Keywords: QAit, IQA, Reinforcement Learning, Sequence Modelling, Text-based Games, Question Answering
TL;DR: Evaluating the performance and sample efficiency of the decision transformer architecture in text-based games.
Abstract: Interactive Question Answering (IQA) requires an intelligent agent to interact with a dynamic environment in order to gather information necessary to answer a question. IQA tasks have been proposed as means of training systems to develop language or visual comprehension abilities. To this end, the Question Answering with Interactive Text (QAit) task was created to produce and benchmark interactive agents capable of seeking information and answering questions in unseen environments. While prior work has exclusively focused on IQA as a reinforcement learning problem, such methods suffer from low sample efficiency and poor accuracy in zero-shot evaluation. In this paper, we propose the use of the recently proposed Decision Transformer architecture to provide improvements upon prior baselines.
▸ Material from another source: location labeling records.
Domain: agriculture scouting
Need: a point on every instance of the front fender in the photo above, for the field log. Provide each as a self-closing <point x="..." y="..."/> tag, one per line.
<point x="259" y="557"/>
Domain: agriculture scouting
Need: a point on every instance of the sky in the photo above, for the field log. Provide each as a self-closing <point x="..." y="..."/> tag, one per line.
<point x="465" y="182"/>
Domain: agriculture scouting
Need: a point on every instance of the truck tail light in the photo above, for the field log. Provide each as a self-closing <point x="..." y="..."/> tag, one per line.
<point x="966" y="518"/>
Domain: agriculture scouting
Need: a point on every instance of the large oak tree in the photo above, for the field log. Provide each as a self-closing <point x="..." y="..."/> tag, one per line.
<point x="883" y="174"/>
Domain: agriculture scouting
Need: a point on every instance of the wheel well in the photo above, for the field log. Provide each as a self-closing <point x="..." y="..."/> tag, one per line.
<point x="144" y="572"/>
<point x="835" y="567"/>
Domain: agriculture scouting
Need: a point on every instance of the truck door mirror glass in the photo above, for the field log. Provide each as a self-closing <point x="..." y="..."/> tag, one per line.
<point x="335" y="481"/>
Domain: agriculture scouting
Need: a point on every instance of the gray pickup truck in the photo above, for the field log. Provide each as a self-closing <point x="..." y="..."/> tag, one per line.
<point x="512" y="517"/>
By utilising a causally masked GPT-2 Transformer for command generation and a BERT model for question answer prediction, we show that the Decision Transformer achieves performance greater than or equal to current state-of-the-art RL baselines on the QAit task in a sample efficient manner. In addition, these results are achievable by training on sub-optimal random trajectories, therefore not requiring the use of online agents to gather data.